I figure Ms. Hornback was right. It was an awfully circular discussion, trying to cover too much, too quickly, and going in too many different directions at once.

I could’ve answered the grading scale question a lot of different ways. I could simply have said, for instance, that I’m trying to raise the bar. Or that I’m just exercising my faculty right to set my grading policies—that I use an 8-point scale basically just because I can. Those would have been easy answers, and both are partly true. But neither gets at the heart of the reason.

I use the 8-point scale, as I tried to explain to the class, in part because I think it helps create the illusion of extra difficulty, conveys the idea that the course will be extra challenging. So, I use it to send a message. The word “illusion” in the last sentence is key, though: I also tried to explain that grading scales are incredibly arbitrary and that, in fact, I could use any typical grading scale in the course and my students would earn the same grades—a “B” in the 8-point scale would also be a “B” in the 10-point scale.

As I write that, I can see why my students might have been confused, even with an example sketched on the board. If an essay earns 82 points, and that’s a “B”-range grade with one scale and a “C”-range grade in another, how could I possibly be right in saying that a “B” in one is the same as a “B” in the other?
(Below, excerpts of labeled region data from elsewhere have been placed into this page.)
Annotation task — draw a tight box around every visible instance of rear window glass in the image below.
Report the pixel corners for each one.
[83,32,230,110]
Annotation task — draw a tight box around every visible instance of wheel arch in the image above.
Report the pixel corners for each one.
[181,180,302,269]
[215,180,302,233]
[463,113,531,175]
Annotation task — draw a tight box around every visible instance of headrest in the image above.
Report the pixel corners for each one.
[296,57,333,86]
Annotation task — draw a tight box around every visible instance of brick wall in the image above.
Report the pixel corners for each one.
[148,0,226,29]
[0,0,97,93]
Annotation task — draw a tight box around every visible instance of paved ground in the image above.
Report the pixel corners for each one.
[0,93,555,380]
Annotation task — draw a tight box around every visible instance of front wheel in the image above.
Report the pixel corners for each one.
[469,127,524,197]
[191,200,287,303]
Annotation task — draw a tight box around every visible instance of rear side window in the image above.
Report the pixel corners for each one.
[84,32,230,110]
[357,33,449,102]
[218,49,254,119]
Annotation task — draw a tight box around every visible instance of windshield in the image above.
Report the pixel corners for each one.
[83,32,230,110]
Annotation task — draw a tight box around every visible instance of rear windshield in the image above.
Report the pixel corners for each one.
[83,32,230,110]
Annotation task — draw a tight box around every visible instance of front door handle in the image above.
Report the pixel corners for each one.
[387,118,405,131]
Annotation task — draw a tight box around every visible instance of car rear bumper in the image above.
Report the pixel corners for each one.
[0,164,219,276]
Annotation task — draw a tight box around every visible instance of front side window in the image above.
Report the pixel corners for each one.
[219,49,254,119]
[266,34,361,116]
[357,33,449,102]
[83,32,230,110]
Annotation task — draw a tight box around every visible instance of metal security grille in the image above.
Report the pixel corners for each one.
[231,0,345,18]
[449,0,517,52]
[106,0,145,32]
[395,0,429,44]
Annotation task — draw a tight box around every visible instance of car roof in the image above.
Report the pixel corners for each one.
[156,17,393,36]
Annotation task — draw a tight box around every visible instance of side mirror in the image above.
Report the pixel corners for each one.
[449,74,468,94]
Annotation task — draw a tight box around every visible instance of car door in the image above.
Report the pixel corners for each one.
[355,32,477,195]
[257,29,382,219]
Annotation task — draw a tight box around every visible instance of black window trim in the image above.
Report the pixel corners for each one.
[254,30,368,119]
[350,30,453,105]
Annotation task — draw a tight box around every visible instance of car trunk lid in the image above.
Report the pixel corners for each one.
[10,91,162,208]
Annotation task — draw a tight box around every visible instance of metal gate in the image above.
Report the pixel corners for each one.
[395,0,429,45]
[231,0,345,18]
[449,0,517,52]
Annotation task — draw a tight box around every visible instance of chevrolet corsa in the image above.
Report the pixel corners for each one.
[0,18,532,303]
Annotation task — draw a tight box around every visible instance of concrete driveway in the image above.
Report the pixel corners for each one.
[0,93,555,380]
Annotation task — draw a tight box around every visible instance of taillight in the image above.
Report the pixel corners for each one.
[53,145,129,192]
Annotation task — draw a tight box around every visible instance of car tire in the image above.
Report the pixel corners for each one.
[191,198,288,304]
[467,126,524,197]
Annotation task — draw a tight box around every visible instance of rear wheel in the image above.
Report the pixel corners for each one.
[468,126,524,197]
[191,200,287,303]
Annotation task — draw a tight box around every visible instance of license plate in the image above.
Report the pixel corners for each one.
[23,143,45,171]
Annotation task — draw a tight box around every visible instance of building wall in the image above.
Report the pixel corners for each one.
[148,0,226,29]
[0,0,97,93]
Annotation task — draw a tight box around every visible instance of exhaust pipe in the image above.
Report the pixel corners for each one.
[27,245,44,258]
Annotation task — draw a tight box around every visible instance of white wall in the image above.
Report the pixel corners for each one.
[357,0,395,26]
Here’s why: For writing courses, I don’t start with a number grade pulled out of the air (though I’m afraid that’s the sort of thing many students have received on lots of writing assignments, and it certainly helps explain their preferences for 10-point grading scales). Instead, I assign letter grades to formal assignments, and then I use a conversion scale so that my letter grades translate into number grades, which are then easy to average with consistency and fairness.

A little more explanation for how a “B” is a “B” is a “B”: If, in my grading scale, a “B” ranges from 85-92, I’ll let the number in the middle of those equal the solid “B.” So, a “B”=88.5. (“B+” and “B-” are numbers close to the ends of the span, and other letter grades follow that same pattern.) If I use the ten-point scale, however, the “B” range is 80-89. The number in the middle of those—the solid “B” grade, in my system—is 84.5.

So, in the 10-point system, the “B” translates into a lower number than in the 8-point system, which means that earning a “B” in either system is equally easy (or difficult).

If you’ve stuck with me this far, I’d love for you to comment as to whether you follow my explanation. I didn’t much intend to blog this week on grading scales, but there are a couple of points this all (sort of) leads to that I think are important to make. Here they are:

  • Many students experience education as something that simply “happens to” them—with elements that may seem unclear or even unfair.
  • For various reasons, many students would never question, for example, how a professor arrived at a particular grade.
  • As students, you have a right to understand, and as faculty, we have an obligation to be able to articulate--and have good reasons for--why we do what we do.

Those are my “big picture” observations, things I’d like you to remember during your time at MC.

And now an observation about myself, as a teacher: I think sometimes I’m too honest and open. By telling you the 8-point scale gives the illusion of difficulty, I’ve negated the illusion. Being honest with you feels “right,” but I hope I haven’t made the course seem less challenging—it has to be challenging, after all, or you’re wasting your money and we’re all wasting our time.

Later in the semester we should return to questions of grading and education and of how much an “A” (or “B” or “C”) that was easy to earn is really even worth. . . .

A point of advice, as I close: some of the most challenging professors I ever studied under used a 10-point scale. Don't let a grading scale give you a false sense of security.